Servitudes virtuelles, de Jean-Gabriel Ganascia – Editions du Seuil, 4 mars 2022 – 280 pages
« Sans doute les hommes sont-ils moins contraints qu’auparavant mais on les trompe de plus en plus et cette tromperie a des effets considérables dans la société de l’information qui s’apparente à de la fausse monnaie. »
Jean-Gabriel Ganascia
Nous ne vivons plus dans les fers. Pourtant, nous le constatons, nous ne sommes pas vraiment libres ; nous nous prenons de plus en plus souvent aux rets du numérique dont nous devenons captifs. Les flux de données – textes, images, sons – qui attestent, trahissent, influencent nos vies affectives, personnelles et professionnelles, sont manipulés à notre insu par les techniques de l’intelligence artificielle.

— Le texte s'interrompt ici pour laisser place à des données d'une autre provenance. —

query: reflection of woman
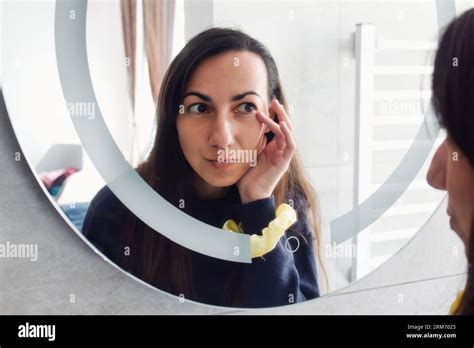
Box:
[428,10,474,314]
[83,28,319,307]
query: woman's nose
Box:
[426,140,448,190]
[209,116,234,149]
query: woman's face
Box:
[427,137,474,250]
[176,51,270,197]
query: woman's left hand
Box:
[237,99,296,203]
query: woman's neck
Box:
[194,176,229,199]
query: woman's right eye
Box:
[188,103,208,114]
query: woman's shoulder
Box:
[82,185,125,236]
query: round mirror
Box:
[2,0,462,308]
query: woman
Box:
[83,28,320,307]
[427,9,474,315]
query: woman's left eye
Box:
[237,103,257,113]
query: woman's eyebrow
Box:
[183,91,262,103]
[232,91,262,101]
[183,92,212,102]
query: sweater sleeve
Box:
[82,186,123,261]
[229,196,319,307]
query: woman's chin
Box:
[206,177,237,187]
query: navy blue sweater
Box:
[82,185,319,308]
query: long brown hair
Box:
[432,9,474,315]
[122,28,322,304]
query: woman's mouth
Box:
[208,159,233,169]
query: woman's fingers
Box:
[272,98,293,131]
[281,122,296,159]
[257,112,285,151]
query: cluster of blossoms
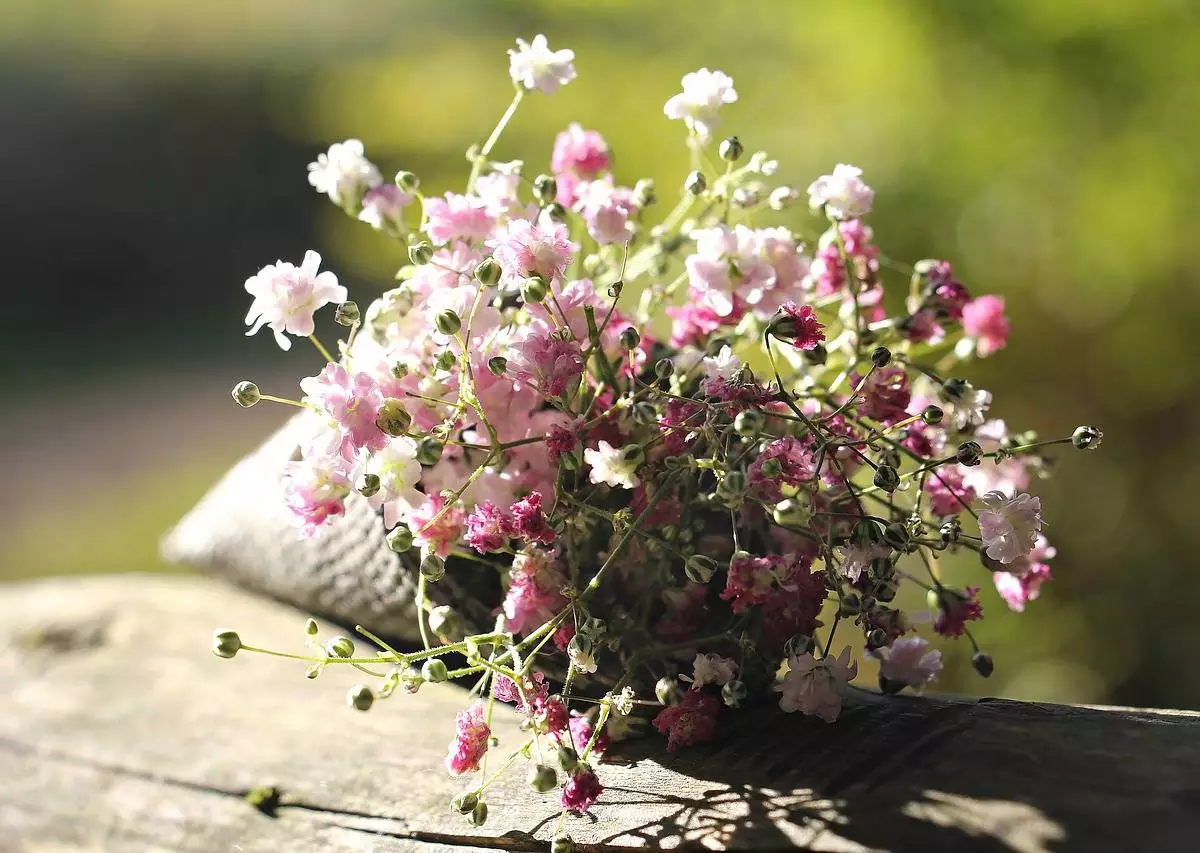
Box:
[217,36,1100,849]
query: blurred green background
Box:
[0,0,1200,708]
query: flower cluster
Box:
[217,36,1100,839]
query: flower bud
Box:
[475,257,504,287]
[1070,426,1104,450]
[421,554,446,583]
[359,474,383,498]
[233,379,263,409]
[654,675,683,705]
[683,554,716,583]
[346,684,374,710]
[421,657,450,684]
[526,764,558,794]
[212,631,241,660]
[533,175,558,204]
[408,240,433,266]
[433,308,462,335]
[716,137,745,163]
[954,441,983,467]
[334,302,362,326]
[874,464,900,492]
[388,524,413,554]
[721,679,750,708]
[376,397,413,437]
[416,437,445,465]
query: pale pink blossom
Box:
[509,35,575,95]
[774,647,858,722]
[869,637,942,689]
[246,251,346,349]
[962,295,1008,356]
[809,163,875,220]
[662,68,738,142]
[979,492,1042,565]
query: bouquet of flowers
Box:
[214,36,1100,847]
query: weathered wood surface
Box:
[0,576,1200,853]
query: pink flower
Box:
[490,220,574,288]
[962,295,1008,356]
[934,587,983,637]
[246,251,346,349]
[509,492,558,545]
[408,494,466,559]
[503,547,566,633]
[425,192,496,246]
[869,637,942,687]
[508,320,583,397]
[300,364,389,459]
[562,764,604,815]
[463,500,512,554]
[775,302,824,350]
[774,645,858,722]
[979,492,1042,565]
[446,699,492,776]
[653,690,721,752]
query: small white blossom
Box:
[246,251,346,349]
[774,645,858,722]
[809,163,875,220]
[308,139,383,206]
[870,637,942,689]
[662,68,738,142]
[979,492,1042,565]
[583,440,641,488]
[509,35,575,95]
[682,654,738,690]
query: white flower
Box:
[583,440,642,488]
[684,654,738,690]
[308,139,383,206]
[809,163,875,220]
[774,645,858,722]
[979,492,1042,565]
[509,35,575,95]
[662,68,738,140]
[367,435,427,528]
[703,347,742,379]
[870,637,942,687]
[838,542,892,583]
[246,251,346,349]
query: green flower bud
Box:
[376,397,413,437]
[408,240,433,266]
[233,379,263,409]
[521,276,550,305]
[526,764,558,794]
[716,137,745,163]
[433,308,462,335]
[212,631,241,660]
[475,257,503,287]
[325,633,354,659]
[421,657,450,684]
[1070,426,1104,450]
[416,437,445,465]
[388,524,413,554]
[334,302,362,326]
[346,684,374,710]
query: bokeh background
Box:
[0,0,1200,708]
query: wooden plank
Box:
[0,575,1200,853]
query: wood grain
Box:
[0,575,1200,853]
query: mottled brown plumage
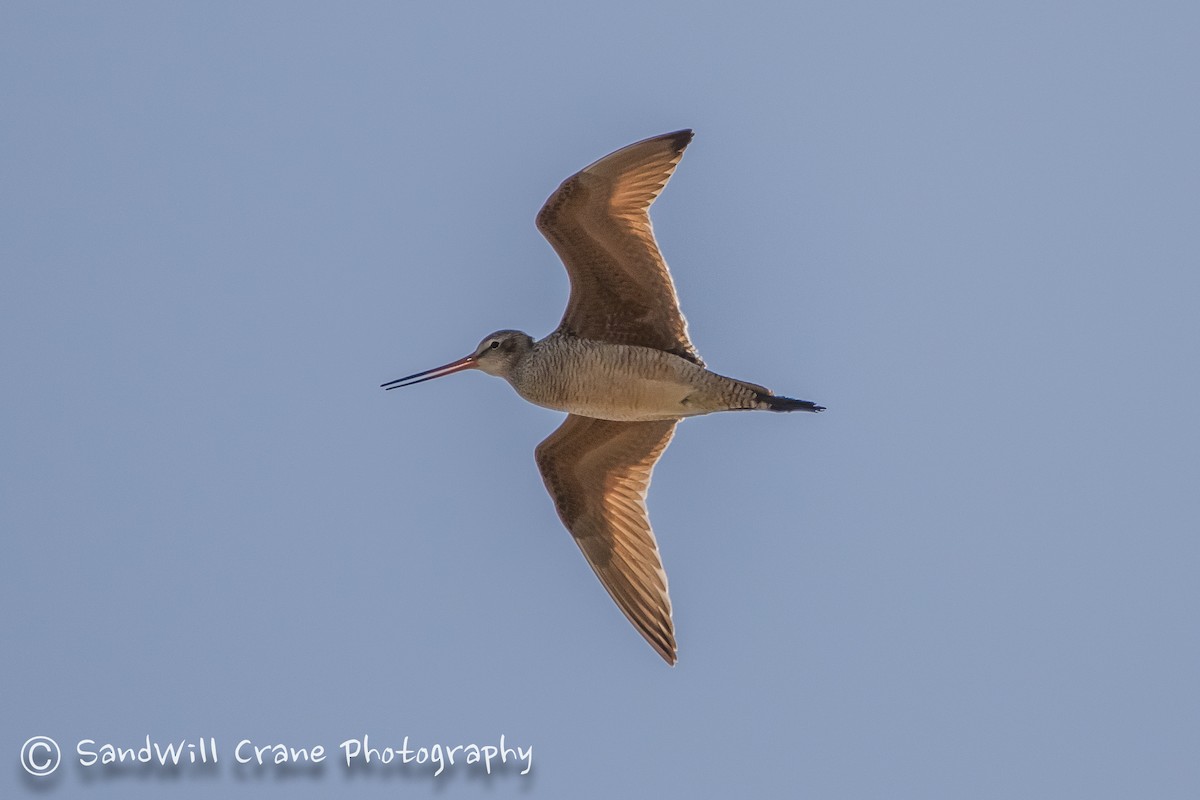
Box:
[384,131,823,664]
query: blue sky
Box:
[0,2,1200,799]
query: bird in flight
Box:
[383,131,824,664]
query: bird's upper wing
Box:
[538,131,703,366]
[536,414,676,664]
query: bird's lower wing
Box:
[535,414,676,664]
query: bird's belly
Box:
[517,359,715,422]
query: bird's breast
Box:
[510,339,713,421]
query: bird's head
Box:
[383,331,533,389]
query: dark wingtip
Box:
[662,128,696,150]
[758,395,824,411]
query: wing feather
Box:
[536,414,677,664]
[538,131,703,366]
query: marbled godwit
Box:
[383,131,824,664]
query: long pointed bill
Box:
[379,355,475,390]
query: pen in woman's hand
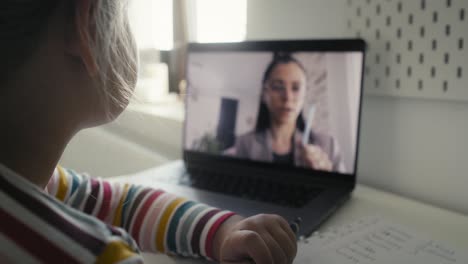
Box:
[289,217,302,237]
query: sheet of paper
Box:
[294,217,468,264]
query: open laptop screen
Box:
[184,41,364,174]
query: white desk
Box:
[111,161,468,264]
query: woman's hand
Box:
[213,214,297,264]
[300,144,333,171]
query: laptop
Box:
[165,39,366,236]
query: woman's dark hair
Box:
[255,52,306,132]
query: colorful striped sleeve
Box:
[0,164,143,264]
[46,166,234,259]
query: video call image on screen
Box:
[184,51,363,174]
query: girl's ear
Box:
[66,0,98,76]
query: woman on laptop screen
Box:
[225,53,343,171]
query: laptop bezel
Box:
[182,39,366,188]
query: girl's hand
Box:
[299,144,333,171]
[213,214,297,264]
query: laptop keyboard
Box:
[181,170,323,208]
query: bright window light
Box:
[129,0,173,50]
[195,0,247,42]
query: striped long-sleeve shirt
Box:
[0,164,233,263]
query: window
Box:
[187,0,247,42]
[129,0,247,103]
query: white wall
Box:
[247,0,468,214]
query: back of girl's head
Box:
[0,0,137,119]
[255,52,306,132]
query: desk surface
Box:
[112,161,468,263]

Il en résulte une évolution majeure de la condition humaine, qui rend nécessaire et urgente une réflexion sur les conséquences politiques, sociales et même morales des technologies de l’information et de la communication.

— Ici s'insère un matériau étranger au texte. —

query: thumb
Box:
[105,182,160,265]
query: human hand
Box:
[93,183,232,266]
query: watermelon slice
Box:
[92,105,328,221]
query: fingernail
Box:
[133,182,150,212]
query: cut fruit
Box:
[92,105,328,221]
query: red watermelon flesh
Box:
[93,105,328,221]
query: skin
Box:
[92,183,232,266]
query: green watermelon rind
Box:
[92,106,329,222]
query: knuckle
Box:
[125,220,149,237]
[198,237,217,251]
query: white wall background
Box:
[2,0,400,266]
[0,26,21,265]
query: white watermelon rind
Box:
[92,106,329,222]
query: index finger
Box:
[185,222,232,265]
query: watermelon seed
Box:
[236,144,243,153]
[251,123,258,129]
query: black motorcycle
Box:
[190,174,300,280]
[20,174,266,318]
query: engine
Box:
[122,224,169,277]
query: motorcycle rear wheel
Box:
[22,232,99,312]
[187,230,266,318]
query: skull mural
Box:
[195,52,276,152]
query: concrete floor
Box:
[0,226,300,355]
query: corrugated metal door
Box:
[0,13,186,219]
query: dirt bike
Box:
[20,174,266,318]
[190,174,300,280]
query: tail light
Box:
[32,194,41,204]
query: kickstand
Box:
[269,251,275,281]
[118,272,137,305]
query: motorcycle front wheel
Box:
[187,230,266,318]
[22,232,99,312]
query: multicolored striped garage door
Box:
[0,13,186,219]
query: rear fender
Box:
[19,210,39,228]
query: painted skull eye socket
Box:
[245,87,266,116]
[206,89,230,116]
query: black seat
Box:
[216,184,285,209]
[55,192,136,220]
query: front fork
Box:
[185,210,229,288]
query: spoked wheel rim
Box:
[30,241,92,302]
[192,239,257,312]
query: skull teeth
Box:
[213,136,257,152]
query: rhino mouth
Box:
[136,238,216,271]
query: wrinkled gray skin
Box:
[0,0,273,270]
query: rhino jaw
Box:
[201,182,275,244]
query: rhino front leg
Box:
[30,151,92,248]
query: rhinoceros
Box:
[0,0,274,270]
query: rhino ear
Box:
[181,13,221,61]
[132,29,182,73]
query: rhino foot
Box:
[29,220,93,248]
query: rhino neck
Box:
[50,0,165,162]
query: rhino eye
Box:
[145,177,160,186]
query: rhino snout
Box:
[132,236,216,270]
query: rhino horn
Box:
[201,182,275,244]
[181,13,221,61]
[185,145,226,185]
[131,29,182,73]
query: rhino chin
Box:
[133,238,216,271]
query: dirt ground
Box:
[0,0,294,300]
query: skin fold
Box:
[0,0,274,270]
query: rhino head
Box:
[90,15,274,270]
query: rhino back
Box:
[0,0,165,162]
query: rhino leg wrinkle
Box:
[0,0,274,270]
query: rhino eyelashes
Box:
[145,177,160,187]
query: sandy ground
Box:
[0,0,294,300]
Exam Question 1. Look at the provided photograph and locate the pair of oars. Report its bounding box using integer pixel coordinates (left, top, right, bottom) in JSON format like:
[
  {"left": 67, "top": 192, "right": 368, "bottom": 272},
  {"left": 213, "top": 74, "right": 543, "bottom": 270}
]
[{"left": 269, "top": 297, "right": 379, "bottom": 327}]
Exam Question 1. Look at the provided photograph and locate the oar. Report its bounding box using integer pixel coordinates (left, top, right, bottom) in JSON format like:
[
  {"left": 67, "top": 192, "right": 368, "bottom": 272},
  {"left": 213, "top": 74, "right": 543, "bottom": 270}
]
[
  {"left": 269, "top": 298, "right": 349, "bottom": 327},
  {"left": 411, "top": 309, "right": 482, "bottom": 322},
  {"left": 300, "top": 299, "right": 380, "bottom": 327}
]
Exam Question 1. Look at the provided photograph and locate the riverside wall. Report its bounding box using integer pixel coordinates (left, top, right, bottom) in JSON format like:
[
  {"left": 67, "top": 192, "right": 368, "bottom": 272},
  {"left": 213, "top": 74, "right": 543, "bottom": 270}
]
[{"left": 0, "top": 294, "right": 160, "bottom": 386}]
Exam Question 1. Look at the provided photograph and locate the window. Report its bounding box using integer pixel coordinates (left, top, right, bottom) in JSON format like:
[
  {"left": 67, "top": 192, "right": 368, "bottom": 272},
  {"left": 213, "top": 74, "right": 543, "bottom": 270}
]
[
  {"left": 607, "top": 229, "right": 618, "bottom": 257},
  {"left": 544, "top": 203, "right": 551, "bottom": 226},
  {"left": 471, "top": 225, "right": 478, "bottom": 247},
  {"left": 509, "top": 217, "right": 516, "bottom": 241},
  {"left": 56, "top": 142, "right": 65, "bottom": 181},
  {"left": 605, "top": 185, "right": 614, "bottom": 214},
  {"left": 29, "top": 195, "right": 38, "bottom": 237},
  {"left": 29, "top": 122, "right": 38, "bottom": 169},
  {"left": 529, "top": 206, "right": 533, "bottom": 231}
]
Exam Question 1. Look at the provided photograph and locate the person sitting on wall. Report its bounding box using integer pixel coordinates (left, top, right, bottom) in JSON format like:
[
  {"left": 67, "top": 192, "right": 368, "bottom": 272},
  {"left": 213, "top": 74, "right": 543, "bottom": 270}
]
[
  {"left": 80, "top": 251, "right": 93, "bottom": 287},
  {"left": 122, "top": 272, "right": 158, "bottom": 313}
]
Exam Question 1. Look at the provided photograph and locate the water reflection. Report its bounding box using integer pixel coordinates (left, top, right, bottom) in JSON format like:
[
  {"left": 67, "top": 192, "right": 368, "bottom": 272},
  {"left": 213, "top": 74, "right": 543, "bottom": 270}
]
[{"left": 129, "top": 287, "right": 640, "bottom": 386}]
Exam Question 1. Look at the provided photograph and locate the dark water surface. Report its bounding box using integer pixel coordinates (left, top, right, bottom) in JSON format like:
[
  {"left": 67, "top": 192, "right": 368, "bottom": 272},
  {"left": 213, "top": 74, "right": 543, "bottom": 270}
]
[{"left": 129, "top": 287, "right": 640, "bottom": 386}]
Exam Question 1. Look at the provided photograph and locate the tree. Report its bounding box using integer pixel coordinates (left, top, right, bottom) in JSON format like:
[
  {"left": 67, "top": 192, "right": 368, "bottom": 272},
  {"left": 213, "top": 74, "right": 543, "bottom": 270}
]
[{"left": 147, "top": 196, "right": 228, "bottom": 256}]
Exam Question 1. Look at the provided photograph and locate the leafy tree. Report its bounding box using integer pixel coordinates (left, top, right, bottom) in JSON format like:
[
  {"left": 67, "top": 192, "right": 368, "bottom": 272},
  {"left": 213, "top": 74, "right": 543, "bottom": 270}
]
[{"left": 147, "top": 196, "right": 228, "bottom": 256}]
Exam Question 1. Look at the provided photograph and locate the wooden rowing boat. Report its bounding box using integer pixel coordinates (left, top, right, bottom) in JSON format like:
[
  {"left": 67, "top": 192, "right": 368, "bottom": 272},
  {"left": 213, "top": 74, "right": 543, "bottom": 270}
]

Cet essai vif, original et engagé vise à faire le point sur ces questions. Passant au crible la vulgate « éthique » usuelle, Jean-Gabriel Ganascia en dévoile les limites. Car, pour louables qu’elles soient les maximes retenues, les droits humains invoqués, les notions mentionnées et les recommandations formulées par les comités de régulation ne sont le plus souvent rien d’autres que des enchevêtrements d’abstractions convenues et vaines qui nous laissent impuissants face au monde qui se fait jour sous nos yeux ; pire, elles font souvent écho à des craintes caduques, tout en éludant les risques patents bien plus graves (traçabilité, développement de techniques neuro cognitives…) Comment s’opposer à la dignité, à l’épanouissement et à l’autonomie de la personne ? L’affirmation de telles postures morales nous laisse impuissants face au monde qui se fait jour sous nos yeux.
Nous invitant à ne pas nous reposer sur des doctrines morales convenues, l’auteur nous offre un marteau pour heurter les principes éthiques qui les fondent, les écouter résonner et entendre leur plénitude, ou leur éventuelle vacuité. A ne pas régler nos comportements sur des principes moraux de convention.
Jean-Gabriel Ganascia est professeur à Sorbonne Université, où il mène des recherches sur l’intelligence artificielle au Laboratoire informatique de Paris 6 (LIP6). Il a présidé le Comité d’éthique du CNRS et a déjà publié divers ouvrages au Seuil, dont le précurseur L’Âme machine (1990) et Le Mythe de la Singularité (2017), qui a connu un réel succès et reçu le prix Roberval.